C’est cela qui est gênant dans cette posture populiste et nous serions bien mal inspirés de nous mêler de la bonne foi d’une justice ou de celle d’un homme politique qui a plongé dans un système corrompu sans en avoir extirpé le mal.
Le parallèle est absolument identique en Algérie. Nous avons eu des tonnes de populistes au pouvoir, nous les avons encore et personne ne prendrait le risque de se mêler des affaires judiciaires lorsqu’elles sont manifestement le produit d’une bataille de clan, ce qui est toujours le cas.
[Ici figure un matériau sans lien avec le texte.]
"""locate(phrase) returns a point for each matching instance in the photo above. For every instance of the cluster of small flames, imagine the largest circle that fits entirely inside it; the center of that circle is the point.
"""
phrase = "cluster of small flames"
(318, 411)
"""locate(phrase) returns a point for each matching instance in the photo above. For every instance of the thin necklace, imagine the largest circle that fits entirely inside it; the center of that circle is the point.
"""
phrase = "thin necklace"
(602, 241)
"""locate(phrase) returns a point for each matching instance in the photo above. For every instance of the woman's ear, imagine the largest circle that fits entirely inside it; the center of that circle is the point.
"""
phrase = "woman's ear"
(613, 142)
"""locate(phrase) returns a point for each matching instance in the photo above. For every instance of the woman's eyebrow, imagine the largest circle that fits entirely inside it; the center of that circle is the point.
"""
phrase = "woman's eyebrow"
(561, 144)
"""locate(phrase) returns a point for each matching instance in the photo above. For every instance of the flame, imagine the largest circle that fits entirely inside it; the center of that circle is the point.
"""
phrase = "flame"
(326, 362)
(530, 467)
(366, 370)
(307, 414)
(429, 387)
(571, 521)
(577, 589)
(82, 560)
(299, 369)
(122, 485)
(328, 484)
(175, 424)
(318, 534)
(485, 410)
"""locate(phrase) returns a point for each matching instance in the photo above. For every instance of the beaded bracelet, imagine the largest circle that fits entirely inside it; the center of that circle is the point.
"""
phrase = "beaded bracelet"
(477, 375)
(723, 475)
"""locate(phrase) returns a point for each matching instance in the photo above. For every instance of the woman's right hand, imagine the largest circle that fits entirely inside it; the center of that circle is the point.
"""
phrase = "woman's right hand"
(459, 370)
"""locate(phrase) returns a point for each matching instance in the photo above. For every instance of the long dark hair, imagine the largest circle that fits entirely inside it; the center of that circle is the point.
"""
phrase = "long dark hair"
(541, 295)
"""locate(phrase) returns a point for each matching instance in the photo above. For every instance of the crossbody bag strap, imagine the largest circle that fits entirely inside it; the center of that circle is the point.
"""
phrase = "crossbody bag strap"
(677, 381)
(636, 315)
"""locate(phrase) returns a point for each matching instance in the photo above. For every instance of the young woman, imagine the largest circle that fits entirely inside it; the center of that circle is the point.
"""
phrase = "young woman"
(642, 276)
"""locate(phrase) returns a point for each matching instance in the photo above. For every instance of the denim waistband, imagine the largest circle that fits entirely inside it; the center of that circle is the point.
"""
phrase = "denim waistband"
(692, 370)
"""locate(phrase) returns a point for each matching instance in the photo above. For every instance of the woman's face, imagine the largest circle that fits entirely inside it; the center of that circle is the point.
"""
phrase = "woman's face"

Lula a préféré la posture du populiste et a approché de près les réseaux mafieux dans une gestion de l’État qui, au final, n’avait rien à envier à l’éternel Brésil. Il ne s’est pas engagé à affronter résolument la peste mais à composer avec elle en jouant avec les foules par un discours populiste incompatible avec un État sérieux et moderne.
Nous avons eu notre Boumédiene qui faisait verser une larme aux paysans en distribuant des terres, entouré d’une multitude de décorum et de caméras de télévision. Nous savons combien il en a coûté de larmes, de torture et de sang aux Algériens qui se sont laissés avoir par ce type de populisme.
Au lieu de modifier profondément les mœurs politiques, Lula a vidé les caisses du Brésil avec une coupe du monde et des jeux olympiques. Franchement, si cela n’est pas du populisme, dans un pays où le droit n’existe que très partiellement et les différences sociales immenses, qu’est-ce que c’est donc d’autre ?
Et pourtant, il a théoriquement toutes les chances de revenir au pouvoir, d’où le prudent point d’interrogation du titre de cet article.